Julien, impasible, lo miró a través de su máscara desde arriba, inclinó muy levemente la cabeza, y dijo:

—Llevo demasiado tiempo fuera de Francia como para opinar sobre ella. Pero, por lo que sé, cada pueblo responde de su destino, monsieur.

—Una opinión muy prudente —intervino alguien.

—Y nada comprometedora —terció encantadoramente una belleza de piel casi translúcida y boca bien delineada—. Los gobernantes debieran hacerse amar más y mejor por sus pueblos.

—Estoy de acuerdo con madame Récamier —dijo un caballero enmascarado, ataviado con un dominó negro, que no quitaba sus ojos de ella ante la mirada furibunda de Chateaubriand.

—Admito que debió licenciarse el ejército en sus primeros días —prosiguió el escritor—. De ese modo habríamos evitado que los veteranos se alimentasen de los recuerdos y de las glorias pasadas, pero...

Una dama en apariencia exquisita, tocada con docenas de espigas de brillantes falsos, que se resguardaba tras una máscara plateada y exhibía un vestido de lamé con rebordes floreados, puso en funcionamiento el abanico y, ante el estupor de unos y de otros, exclamó con un vozarrón de hombre que ponía al descubierto sus más secretas intimidades:

—Sí, sí y sí —afirmó sin rubor y con voz tonante—. La culpa es de los veteranos. París se vuelve cada día más peligroso. Hasta en las Tullerías dejan la luz encendida por la noche.

—¡Ese hombre teñido con nuestra sangre! Es otro Atila, otro Gengis Jan, pero más terrible y odioso porque dispone de los recursos de la civilización —dijo un individuo alto, pelirrojo y cargado de hombros. Llevaba su máscara en la mano y miraba con ojos de cordero degollado a la Récamier.

—Benjamin Constant quiere decir, me atrevo a suponer —repuso Chateaubriand—, que jamás, por ninguna razón, apoyaría la causa de Bonaparte. Ni siquiera —añadió levantando un dedo— aunque el Ogro deseara contar con sus servicios...

—Yo sólo estoy al servicio de mi arte —dijo Constant, que se puso del color de su cabello.

—Pero, monsieur, disculpad mi atrevimiento —intervino un maduro caballero que se despojó de la máscara—, imaginemos que esos rumores cada vez más persistentes tuviesen fundamento, que no fueran simples deseos de los bonapartistas.
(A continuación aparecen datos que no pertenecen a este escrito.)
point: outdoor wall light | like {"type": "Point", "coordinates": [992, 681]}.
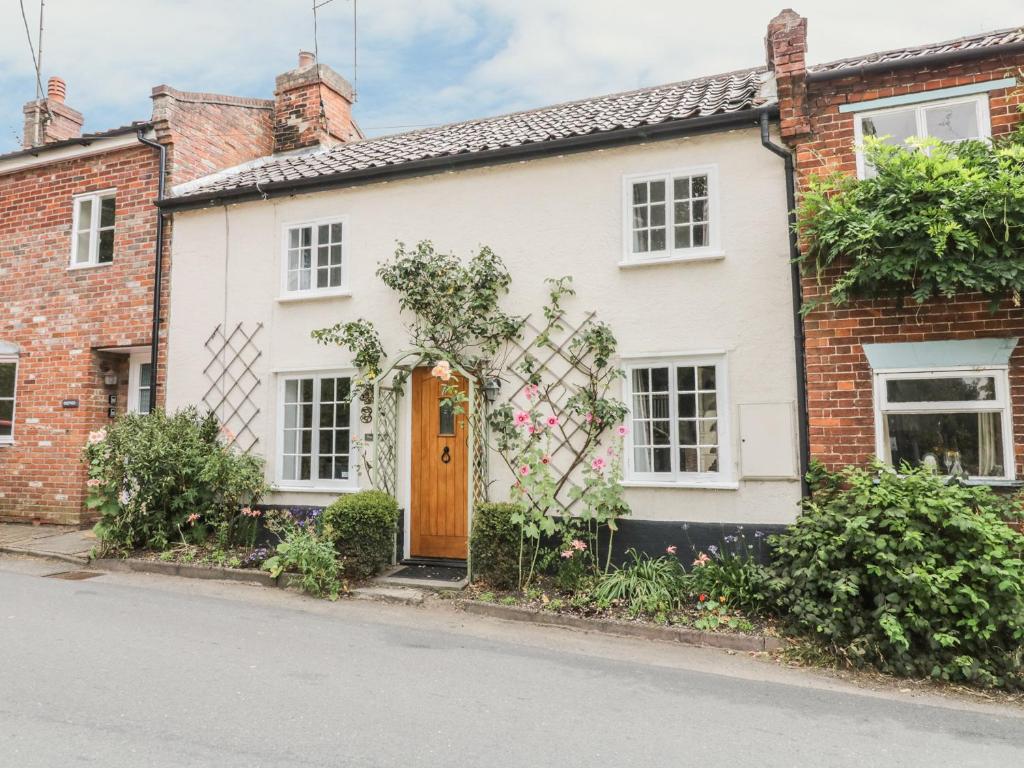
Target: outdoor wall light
{"type": "Point", "coordinates": [492, 388]}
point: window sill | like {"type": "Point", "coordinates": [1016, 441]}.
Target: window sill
{"type": "Point", "coordinates": [707, 256]}
{"type": "Point", "coordinates": [697, 484]}
{"type": "Point", "coordinates": [313, 296]}
{"type": "Point", "coordinates": [313, 489]}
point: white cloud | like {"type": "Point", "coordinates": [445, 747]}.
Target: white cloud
{"type": "Point", "coordinates": [484, 55]}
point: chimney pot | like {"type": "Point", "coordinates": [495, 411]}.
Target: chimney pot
{"type": "Point", "coordinates": [56, 89]}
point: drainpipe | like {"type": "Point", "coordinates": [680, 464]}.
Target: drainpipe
{"type": "Point", "coordinates": [798, 300]}
{"type": "Point", "coordinates": [159, 269]}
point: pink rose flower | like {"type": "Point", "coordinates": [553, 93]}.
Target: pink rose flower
{"type": "Point", "coordinates": [442, 371]}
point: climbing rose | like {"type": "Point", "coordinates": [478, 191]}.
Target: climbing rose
{"type": "Point", "coordinates": [441, 371]}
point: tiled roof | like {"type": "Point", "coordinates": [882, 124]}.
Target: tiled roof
{"type": "Point", "coordinates": [720, 94]}
{"type": "Point", "coordinates": [970, 43]}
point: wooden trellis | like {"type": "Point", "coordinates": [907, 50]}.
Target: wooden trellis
{"type": "Point", "coordinates": [547, 352]}
{"type": "Point", "coordinates": [232, 382]}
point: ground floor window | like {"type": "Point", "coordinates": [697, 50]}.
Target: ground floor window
{"type": "Point", "coordinates": [954, 421]}
{"type": "Point", "coordinates": [316, 430]}
{"type": "Point", "coordinates": [140, 383]}
{"type": "Point", "coordinates": [678, 415]}
{"type": "Point", "coordinates": [8, 379]}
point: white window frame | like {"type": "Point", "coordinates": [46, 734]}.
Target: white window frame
{"type": "Point", "coordinates": [1001, 404]}
{"type": "Point", "coordinates": [9, 439]}
{"type": "Point", "coordinates": [312, 291]}
{"type": "Point", "coordinates": [92, 257]}
{"type": "Point", "coordinates": [135, 364]}
{"type": "Point", "coordinates": [711, 251]}
{"type": "Point", "coordinates": [979, 99]}
{"type": "Point", "coordinates": [725, 476]}
{"type": "Point", "coordinates": [315, 483]}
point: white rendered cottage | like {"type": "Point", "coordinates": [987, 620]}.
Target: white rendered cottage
{"type": "Point", "coordinates": [664, 205]}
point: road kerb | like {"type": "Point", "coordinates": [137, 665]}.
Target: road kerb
{"type": "Point", "coordinates": [756, 643]}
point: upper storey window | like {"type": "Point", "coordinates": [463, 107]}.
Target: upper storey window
{"type": "Point", "coordinates": [92, 229]}
{"type": "Point", "coordinates": [950, 120]}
Imaginemos que ocurriera. Qué ruina para la nación. La fuga de capitales sería el menor de nuestros males.

—En ese caso, si la Monarquía resiste sólo tres días, la victoria es nuestra. Y los partidarios de la imaginación —dijo Chateaubriand clavando su mirada en el maduro caballero—, imagínense al rey defendiéndose en su castillo. Causaría un entusiasmo general.

—Monsieur, permitidme una pregunta —saltó una dama tan arrebolada que suscitaba la duda de si había reprimido demasiado tiempo su pregunta o de si había abusado en exceso del arrebol—. ¿Es cierto que guardáis un frasco de agua del río Jordán colgado de un árbol en vuestro parque del Valle de los Lobos? —Hubo algún que otro carraspeo y una risa nerviosa. La dama tomó aire y se quedó muda como si hubiera perdido el don por el que era reputada de temeraria.

—En realidad —dijo Chateaubriand repuesto tras un segundo de estupor—, madame, reservo mi agua del Jordán para el bautizo del próximo Borbón. Hasta ese extremo llega mi confianza en la Monarquía.

En ese instante, Auguste se disculpó alegando que forzosamente el anfitrión debía ser presentado al resto de invitados.

—De cualquier modo, monsieur —dijo Chateaubriand dirigiéndose a Julien—, es sugestiva su idea de destino, y melancólica. Le prometo pensar en ella.

Y Julien se despidió con una nueva inclinación de cabeza, pero sin quitarse la máscara.

—¿Ves aquella hermosura morena? —dijo Auguste al oído de Julien cogiéndole del brazo—. Una de las pocas que no llevan máscara. Es Catalina Worlée, la esposa de Talleyrand. Una golfa imparable. Fue su amante hasta que el Emperador obligó a Talleyrand a desposarse con ella. ¿Y sabes por qué? Porque no podía tolerar un concubinato de su ministro. La vergüenza de Talleyrand no tuvo límites y jamás se lo perdonó.

De repente, Auguste se envaró, apretó el brazo de su amigo y se puso excitadísimo.

—¡Oh, Dioses!

—¿Qué te ocurre?

—Es Taima. El gran Taima, en persona —dijo señalando con la mano a un tipo sin máscara que reía sin cesar en el centro de un círculo femenino—. Para tener cincuenta y dos años, y llevarme sólo doce, se conserva primorosamente. ¿O es que yo me conservo tan mal, Julien?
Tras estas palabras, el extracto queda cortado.